Propositions for a Recessionary Bear Market

As the financial markets enter what I expect to be a rather disruptive completion to the recent speculative half-cycle, it will be helpful for investors to consider certain propositions that are readily available from history, rather than insisting on re-learning them the hard way.

Employment data is the last to know

Proposition: Risk-sensitive assets and confidence measures generally precede economic shifts; production, consumption and income measures are coincident with broad economic activity; and labor market measures lag the economy. The unemployment rate is the single most lagging economic indicator available.

I’ll begin by noting that while some of our measures are already warning of recession risk, I currently characterize those risks as increasing but not decisive. The more sensitive the measure, the more vulnerable it is to false signals. Given that market conditions already place us in a defensive investment position, I’d prefer to sacrifice a bit of timeliness on a recession signal in return for a bit more confidence. There’s little to be gained from rushing to a recession warning on the basis of less reliable measures. The conservative version of our Recession Warning Composite wasn’t quite triggered in September data, but suffice it to say we’re quite close.

Notice that our Recession Warning Composite isn’t based on any single indicator, but on joint deterioration in financial measures (stocks, credit, yield spreads), confidence (ISM), and either a slowing of employment growth or a modest 0.4% increase in the unemployment rate. In previous cycles, I used these employment measures as confirming indicators, but I added them to increase our confidence in initial recession warning signals, despite the fact that they can add a slight delay.

As I noted in my October 2000 recession warning, also based on this composite:

It is quite true that consensus economic forecasts remain relatively upbeat here. Unfortunately, most economists have never fully internalized the ‘rational expectations’ view that market prices convey information. Of course, accepting this view does not require one to believe that prices convey information perfectly (which is what the ‘efficient markets hypothesis’ assumes). But where finance economists take this information concept too far, economic forecasters don’t take it far enough. As a result, economic forecasts are generally based on coincident indicators such as GDP growth and industrial production, or pathetically lagging indicators such as consumer confidence and the unemployment rate. Even the ‘leading indicators’ fail to live up to their name. This tendency to gauge economic prospects by looking backward is why economists failed to foresee the Great Depression and every recession since.
– John P. Hussman, Ph.D., October 2000

The reason our Recession Warning Composite focuses on psychologically-driven variables like stock prices, yield spreads, credit risk, and purchasing manager surveys is that few measures of “hard” economic activity reliably lead recessions. For example, while recessions tend to be preceded by sub-par employment growth over the preceding 6-12 month period, job growth tends to turn negative only after entering a recession, not before. Similarly, the rate of unemployment tends to tick up slightly before a recession starts, but the strongest increases in the unemployment rate typically lag the start of a recession by about 8 months. New claims for unemployment also have only slight short-leading usefulness.

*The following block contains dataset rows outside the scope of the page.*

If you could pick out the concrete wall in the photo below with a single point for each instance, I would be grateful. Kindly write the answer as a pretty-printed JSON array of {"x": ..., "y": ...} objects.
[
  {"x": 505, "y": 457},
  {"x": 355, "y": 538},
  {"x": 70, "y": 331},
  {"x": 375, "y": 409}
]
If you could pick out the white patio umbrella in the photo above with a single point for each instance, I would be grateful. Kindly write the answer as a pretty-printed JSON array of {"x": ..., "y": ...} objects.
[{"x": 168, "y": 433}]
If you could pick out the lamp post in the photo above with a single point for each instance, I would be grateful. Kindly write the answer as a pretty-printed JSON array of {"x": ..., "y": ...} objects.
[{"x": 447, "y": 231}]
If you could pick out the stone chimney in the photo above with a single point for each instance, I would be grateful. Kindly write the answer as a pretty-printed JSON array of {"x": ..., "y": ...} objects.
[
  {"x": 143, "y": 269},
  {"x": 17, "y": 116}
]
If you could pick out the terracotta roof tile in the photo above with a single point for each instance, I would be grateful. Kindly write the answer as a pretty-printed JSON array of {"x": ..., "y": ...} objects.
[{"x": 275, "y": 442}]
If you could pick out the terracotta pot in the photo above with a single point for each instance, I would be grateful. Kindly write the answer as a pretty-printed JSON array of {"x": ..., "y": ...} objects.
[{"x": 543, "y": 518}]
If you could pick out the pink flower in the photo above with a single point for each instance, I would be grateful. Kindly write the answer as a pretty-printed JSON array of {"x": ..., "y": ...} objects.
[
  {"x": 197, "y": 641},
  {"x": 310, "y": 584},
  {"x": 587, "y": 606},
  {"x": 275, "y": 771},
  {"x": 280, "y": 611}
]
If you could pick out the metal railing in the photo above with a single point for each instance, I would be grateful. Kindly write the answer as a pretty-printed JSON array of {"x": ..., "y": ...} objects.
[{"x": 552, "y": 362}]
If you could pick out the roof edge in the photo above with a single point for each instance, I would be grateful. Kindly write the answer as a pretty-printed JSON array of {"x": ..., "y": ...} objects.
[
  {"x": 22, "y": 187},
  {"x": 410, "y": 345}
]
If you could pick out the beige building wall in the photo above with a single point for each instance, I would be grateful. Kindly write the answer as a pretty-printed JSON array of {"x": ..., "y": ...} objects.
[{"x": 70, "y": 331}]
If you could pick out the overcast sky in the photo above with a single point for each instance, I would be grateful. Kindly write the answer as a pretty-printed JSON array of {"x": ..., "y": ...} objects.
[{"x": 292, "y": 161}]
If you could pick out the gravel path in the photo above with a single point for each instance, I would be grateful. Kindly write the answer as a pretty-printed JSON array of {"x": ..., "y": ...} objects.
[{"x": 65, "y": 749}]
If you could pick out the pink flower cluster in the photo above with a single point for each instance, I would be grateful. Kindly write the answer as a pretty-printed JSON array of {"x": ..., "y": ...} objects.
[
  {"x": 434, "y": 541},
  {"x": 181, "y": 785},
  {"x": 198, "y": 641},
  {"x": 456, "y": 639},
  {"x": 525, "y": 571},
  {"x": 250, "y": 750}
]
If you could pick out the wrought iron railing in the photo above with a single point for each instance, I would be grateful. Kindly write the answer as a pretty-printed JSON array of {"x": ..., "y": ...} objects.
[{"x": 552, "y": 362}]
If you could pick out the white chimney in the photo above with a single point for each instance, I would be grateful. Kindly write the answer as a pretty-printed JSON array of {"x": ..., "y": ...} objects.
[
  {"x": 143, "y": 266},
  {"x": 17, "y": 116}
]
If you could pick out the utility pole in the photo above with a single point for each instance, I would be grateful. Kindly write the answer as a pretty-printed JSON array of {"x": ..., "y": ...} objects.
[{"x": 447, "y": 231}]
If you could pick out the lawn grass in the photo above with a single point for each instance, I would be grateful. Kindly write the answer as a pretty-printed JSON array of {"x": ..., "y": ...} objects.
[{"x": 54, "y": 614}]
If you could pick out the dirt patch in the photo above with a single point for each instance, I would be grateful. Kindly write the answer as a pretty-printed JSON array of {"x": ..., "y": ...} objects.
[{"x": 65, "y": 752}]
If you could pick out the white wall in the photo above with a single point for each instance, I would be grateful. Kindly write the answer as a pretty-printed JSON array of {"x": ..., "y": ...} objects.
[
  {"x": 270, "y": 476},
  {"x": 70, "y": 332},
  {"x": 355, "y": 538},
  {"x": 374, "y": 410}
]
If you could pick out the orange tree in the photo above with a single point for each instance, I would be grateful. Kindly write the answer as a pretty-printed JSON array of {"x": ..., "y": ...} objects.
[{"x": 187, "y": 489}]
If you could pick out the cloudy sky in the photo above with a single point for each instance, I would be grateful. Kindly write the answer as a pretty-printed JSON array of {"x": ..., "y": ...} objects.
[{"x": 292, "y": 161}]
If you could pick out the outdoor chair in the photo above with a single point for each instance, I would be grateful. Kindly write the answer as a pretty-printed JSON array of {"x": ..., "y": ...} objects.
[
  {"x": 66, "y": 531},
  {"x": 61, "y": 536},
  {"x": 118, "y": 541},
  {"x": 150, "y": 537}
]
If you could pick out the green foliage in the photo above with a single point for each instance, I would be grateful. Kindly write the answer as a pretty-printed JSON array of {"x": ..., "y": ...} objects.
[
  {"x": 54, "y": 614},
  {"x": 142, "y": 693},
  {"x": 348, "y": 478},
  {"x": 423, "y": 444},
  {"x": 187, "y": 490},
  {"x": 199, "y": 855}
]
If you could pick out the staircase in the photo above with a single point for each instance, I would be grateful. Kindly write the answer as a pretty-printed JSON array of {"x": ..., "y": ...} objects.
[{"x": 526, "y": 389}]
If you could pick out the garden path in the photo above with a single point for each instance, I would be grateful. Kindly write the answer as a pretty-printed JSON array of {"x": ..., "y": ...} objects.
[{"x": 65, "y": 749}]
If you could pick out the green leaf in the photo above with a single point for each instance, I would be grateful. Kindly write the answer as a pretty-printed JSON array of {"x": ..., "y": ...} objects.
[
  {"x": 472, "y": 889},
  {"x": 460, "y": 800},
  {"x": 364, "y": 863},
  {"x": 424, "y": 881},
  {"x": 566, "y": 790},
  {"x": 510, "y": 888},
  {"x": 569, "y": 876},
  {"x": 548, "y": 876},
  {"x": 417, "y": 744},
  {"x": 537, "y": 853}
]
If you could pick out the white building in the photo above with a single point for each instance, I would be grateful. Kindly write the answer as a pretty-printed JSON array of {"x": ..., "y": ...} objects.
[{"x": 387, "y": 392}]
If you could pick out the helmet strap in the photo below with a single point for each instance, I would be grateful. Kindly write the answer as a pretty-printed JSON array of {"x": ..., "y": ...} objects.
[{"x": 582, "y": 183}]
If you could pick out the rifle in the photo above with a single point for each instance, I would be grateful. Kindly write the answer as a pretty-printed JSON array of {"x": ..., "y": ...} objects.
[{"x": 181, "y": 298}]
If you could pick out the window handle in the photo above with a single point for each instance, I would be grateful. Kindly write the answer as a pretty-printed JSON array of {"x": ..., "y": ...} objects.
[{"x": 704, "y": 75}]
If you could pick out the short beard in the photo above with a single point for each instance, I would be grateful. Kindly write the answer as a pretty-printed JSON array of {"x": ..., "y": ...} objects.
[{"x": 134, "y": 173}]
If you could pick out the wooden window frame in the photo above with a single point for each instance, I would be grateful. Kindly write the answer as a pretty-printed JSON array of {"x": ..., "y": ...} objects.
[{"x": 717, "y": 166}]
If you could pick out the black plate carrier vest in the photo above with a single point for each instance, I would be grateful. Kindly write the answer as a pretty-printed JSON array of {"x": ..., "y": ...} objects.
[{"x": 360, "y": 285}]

When we examine broader economic measures that are well-correlated with overall economic activity, we observe clear deterioration, but these measures are not yet at levels that one would decisively associate with recessions. The chart below shows the average standardized value of 25 economic measures we track, including employment growth, income, production, capacity use, and similar variables. Broadly speaking, this particular set is more useful in gauging the magnitude of economic fluctuations than identifying turning points.